An Upgraded FLDAS-Forecast System for Continental Africa and the Middle East for Food Insecurity Early Warning

The hydrological predictions generated by the FLDAS-Forecast system plays an important role in supporting early warning efforts aimed at addressing food insecurity in vulnerable areas across Continental Africa and the Middle East. These forecasts have been particularly useful to the U.S. Agency for International Development's (USAID) Famine Early Warning System Network (FEWS NET) since 2018. This study compares two versions of the FEWS NET Land Data Assimilation System (FLDAS)-Forecast. This system is a custom instance of NASA's Hydrologic Forecasting and Analysis System (NHyFAS), designed to provide hydrological forecasts for the Continental Africa and Middle East regions.

FLDAS-Forecast version 1 (FF1) utilizes meteorological forecasts from the North American Multi-Model Ensemble (NMME) for precipitation, while non-precipitation meteorological predictions are from the Goddard Earth Observing System (GEOS). These meteorological forecast are used to drive NASA's Land Information System Framework (LISF) and produce hydrological forecasts within the sub-seasonal-to-seasonal (S2S) time frame. FLDAS-Forecast version 2 (FF2) integrates non-precipitation meteorological forecasts from the National Centers for Environmental Prediction's (NCEP's) Climate Forecast System version 2 (CFSv2), replacing GEOS, which is anticipated to cease providing daily forecasts beyond three-month lead period in future iterations. This development spurred us to devise an alternative input capability in our system. This update also introduces a new sub-daily temporal-disaggregation method to improve the realism captured in the forecasts.
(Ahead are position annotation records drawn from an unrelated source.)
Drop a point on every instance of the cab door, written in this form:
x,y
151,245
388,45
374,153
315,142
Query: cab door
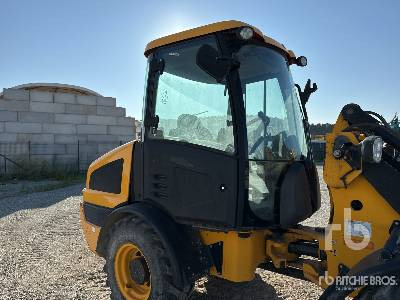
x,y
190,162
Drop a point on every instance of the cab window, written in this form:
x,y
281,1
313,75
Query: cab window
x,y
192,107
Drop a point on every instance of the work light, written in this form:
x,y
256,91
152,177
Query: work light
x,y
371,149
246,33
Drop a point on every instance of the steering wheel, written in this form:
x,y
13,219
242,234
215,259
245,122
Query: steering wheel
x,y
265,120
259,141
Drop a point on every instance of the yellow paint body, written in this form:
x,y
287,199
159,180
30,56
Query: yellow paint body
x,y
344,186
241,255
244,251
91,232
108,199
209,29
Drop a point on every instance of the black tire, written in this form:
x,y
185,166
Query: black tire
x,y
138,232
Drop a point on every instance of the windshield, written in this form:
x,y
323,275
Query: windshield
x,y
274,120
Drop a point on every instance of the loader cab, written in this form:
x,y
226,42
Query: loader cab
x,y
224,142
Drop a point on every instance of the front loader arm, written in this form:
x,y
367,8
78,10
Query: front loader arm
x,y
363,194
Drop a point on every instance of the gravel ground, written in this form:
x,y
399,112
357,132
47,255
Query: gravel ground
x,y
43,255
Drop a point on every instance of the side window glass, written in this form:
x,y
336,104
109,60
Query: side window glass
x,y
191,106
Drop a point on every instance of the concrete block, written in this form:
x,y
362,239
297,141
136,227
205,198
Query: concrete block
x,y
106,101
92,157
70,118
20,127
104,148
92,129
59,128
15,94
111,111
126,121
47,107
40,138
14,150
35,117
86,100
8,116
40,96
48,149
72,149
66,160
14,105
126,138
80,109
102,138
102,120
120,130
8,137
88,148
83,148
70,139
64,98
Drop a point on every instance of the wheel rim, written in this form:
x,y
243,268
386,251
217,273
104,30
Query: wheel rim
x,y
133,281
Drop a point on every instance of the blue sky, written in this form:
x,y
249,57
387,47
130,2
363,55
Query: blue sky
x,y
353,47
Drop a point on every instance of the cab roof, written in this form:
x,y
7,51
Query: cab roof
x,y
211,28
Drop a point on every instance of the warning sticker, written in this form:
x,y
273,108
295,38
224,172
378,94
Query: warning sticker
x,y
358,228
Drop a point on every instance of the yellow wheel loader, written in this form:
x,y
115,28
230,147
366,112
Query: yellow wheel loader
x,y
223,175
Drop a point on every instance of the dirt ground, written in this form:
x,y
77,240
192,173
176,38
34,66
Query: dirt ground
x,y
43,255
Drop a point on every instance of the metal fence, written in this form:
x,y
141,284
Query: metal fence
x,y
16,157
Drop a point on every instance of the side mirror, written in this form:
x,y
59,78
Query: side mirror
x,y
209,61
371,149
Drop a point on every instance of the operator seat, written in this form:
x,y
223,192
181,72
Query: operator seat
x,y
190,127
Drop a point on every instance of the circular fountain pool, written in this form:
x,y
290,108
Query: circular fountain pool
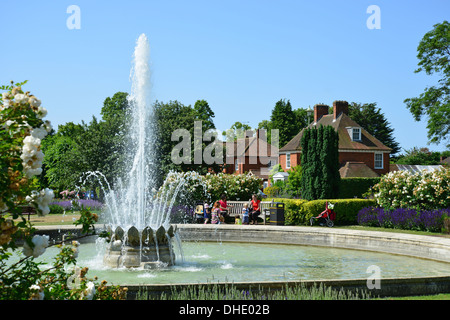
x,y
244,262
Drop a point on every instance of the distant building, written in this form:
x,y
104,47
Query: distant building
x,y
251,154
360,153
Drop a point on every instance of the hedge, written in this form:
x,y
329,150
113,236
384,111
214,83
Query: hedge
x,y
299,212
355,187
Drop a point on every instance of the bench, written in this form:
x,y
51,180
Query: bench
x,y
237,206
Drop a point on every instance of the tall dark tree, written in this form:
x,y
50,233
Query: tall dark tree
x,y
433,53
283,119
320,163
373,120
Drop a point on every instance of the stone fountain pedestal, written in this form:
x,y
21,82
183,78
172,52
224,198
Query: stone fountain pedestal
x,y
133,249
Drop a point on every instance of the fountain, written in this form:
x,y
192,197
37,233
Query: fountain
x,y
138,216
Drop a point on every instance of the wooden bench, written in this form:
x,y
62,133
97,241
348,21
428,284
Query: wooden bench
x,y
237,206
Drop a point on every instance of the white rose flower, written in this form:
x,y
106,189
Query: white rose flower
x,y
42,112
34,102
21,98
89,292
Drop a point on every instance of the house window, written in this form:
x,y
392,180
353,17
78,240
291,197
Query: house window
x,y
356,134
378,161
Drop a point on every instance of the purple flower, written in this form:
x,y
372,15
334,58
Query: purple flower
x,y
404,218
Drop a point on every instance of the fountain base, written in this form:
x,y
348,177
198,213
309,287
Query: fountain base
x,y
147,249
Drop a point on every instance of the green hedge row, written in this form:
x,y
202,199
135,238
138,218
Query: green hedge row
x,y
299,212
355,187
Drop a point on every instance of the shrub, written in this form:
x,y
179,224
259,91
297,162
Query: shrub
x,y
299,212
56,209
272,191
402,189
293,210
355,187
402,218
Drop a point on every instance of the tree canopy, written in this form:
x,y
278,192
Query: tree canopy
x,y
373,120
433,53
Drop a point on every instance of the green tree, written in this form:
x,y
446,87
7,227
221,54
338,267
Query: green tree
x,y
320,163
283,118
421,156
434,102
237,131
174,115
373,120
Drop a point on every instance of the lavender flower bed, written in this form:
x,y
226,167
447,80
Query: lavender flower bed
x,y
78,203
403,218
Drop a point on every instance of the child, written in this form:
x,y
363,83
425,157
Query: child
x,y
215,214
245,213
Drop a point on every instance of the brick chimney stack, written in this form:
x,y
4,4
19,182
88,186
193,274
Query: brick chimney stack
x,y
339,107
320,110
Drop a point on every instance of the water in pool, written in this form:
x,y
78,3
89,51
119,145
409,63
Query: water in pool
x,y
236,262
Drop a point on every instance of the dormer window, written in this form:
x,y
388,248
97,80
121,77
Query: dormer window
x,y
354,133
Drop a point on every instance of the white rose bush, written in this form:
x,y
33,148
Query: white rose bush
x,y
22,130
402,189
414,201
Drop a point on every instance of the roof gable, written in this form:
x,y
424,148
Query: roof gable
x,y
340,124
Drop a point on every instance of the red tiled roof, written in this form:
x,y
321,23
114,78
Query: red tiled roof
x,y
353,169
367,143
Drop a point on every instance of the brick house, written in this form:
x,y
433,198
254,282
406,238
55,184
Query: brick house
x,y
251,154
360,153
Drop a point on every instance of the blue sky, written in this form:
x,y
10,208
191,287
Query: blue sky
x,y
240,56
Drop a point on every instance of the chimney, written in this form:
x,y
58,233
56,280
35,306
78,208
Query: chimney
x,y
320,110
339,106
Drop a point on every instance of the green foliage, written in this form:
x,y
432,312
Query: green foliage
x,y
320,163
294,180
402,189
237,131
21,132
433,53
371,118
299,212
230,292
282,118
421,156
174,115
355,187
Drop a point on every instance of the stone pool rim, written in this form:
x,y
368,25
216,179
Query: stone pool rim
x,y
419,246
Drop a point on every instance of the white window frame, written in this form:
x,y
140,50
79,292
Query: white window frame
x,y
358,132
379,161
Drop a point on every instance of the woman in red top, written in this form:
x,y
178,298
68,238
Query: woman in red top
x,y
256,210
224,206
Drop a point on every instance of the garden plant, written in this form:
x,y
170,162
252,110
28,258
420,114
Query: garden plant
x,y
22,129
To assess the impact of this upgrade, a comprehensive assessment of both FLDAS-Forecast versions is executed. This examination covers both probabilistic and deterministic validation against an array of remotely sensed observations such as IMERG precipitation, SMAP soil moisture, and VIIRS NDVI. The findings of this study will illustrate the strength and constraints of the upgraded FLDAS-Forecast version. This effort is directed at maintaining a cutting-edge system, capable of consistently guiding decision-makers and humanitarian efforts in effectively mitigating the impacts of hydrologic extremes in susceptible areas.